Preprint Lean 4 · Mathlib — symmetry classes — theorems

Verified neural compilation of RoPE and gauge equivalences in transformers.

Different RoPE bands are different clocks. No exact rewrite can mix them — a Lean 4 theorem, not a metaphor.

Transformer weights admit non-trivial symmetries: rewrites under which the computed function is preserved exactly, and weaker loss-level degeneracies that training cannot distinguish. This survey catalogs the ones we have isolated so far — RoPE-commuting rotations, sign/phase gauges, parabolic stabilizers, observable quotients, and probe-induced fake equivalences — together with the newer boundary ledger: theorem-backed obstruction classes such as Class K bias/generation decoupling, and explicit bf16 precision budgets (bounded arithmetic semantics, dense–sparse refactor). Each is stated as a Lean 4 theorem; most are proven, the rest explicitly deferred (counts below). Gauge claims must survive probe refinement — the ones that do not are cataloged as fakes, not symmetries.

—

Theorems proven

—

Symmetry classes

—

Deferred

FIG 1 · Taxonomy of the 12 core symmetry classes · EDGES = subsumption / composition · full catalog below ■ gauge-free ■ training-invariant ■ probe-fake

01 · OVERVIEW

What is verified neural compilation?

Weight rewrites as compiler passes, each one carrying a Lean proof that the network still computes the same function.

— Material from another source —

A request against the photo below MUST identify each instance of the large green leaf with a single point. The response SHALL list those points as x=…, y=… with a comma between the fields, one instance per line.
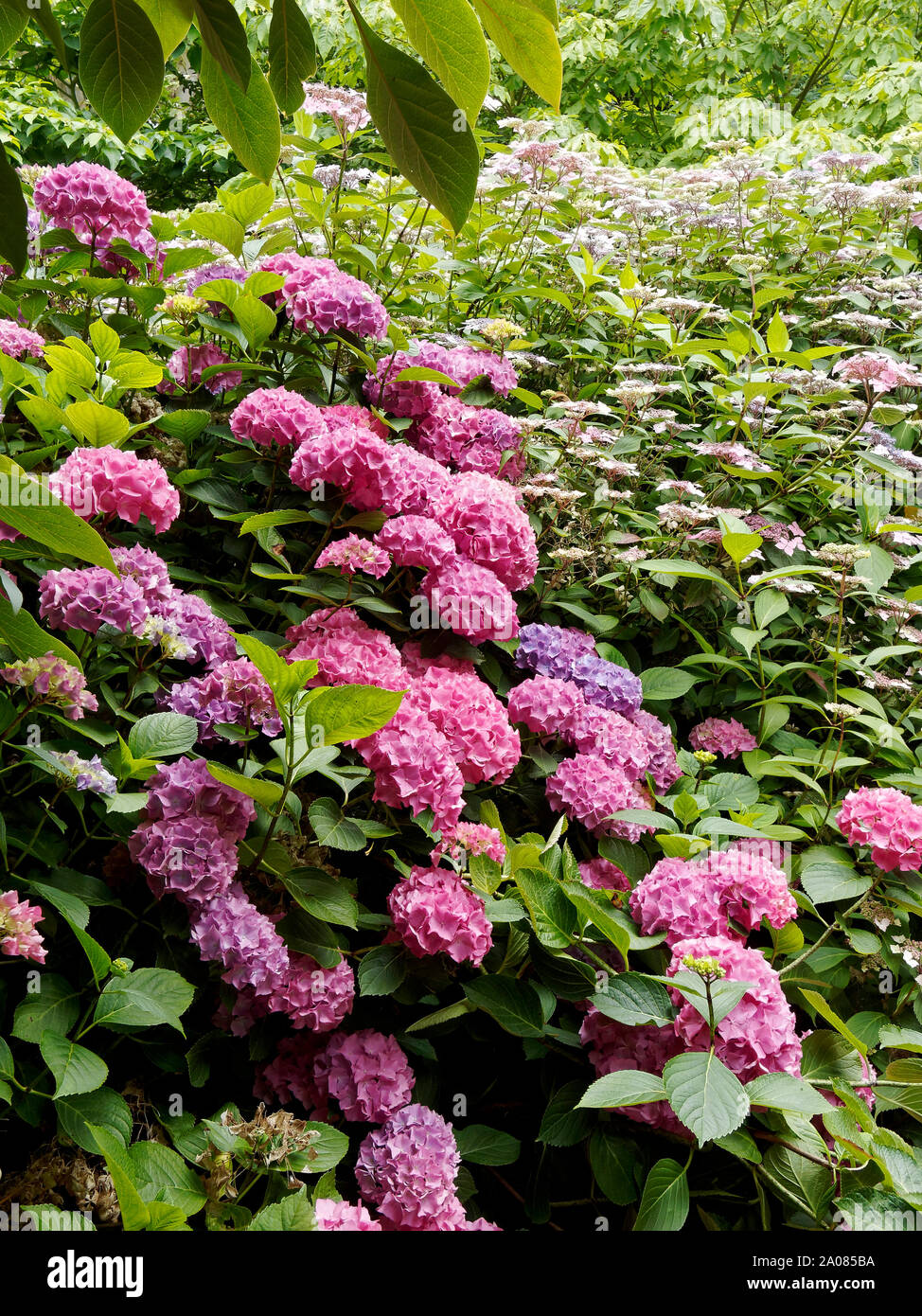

A trained transformer is a program, and its weights are the source code. Many different weight settings compute exactly the same function — the parameterization is redundant. Verified neural compilation treats that redundancy the way a compiler treats source rewrites: each weight transformation is a pass, and each pass ships with a machine-checked Lean 4 theorem that the rewritten network computes the same function as the original. The equalities are exact, in real arithmetic; this survey claims no approximate passes. Floating-point execution is outside the exact theorems' scope — where the survey touches it at all, it does so through an explicit axiomatic error budget (bounded arithmetic semantics, below), never through bit-level equality claims.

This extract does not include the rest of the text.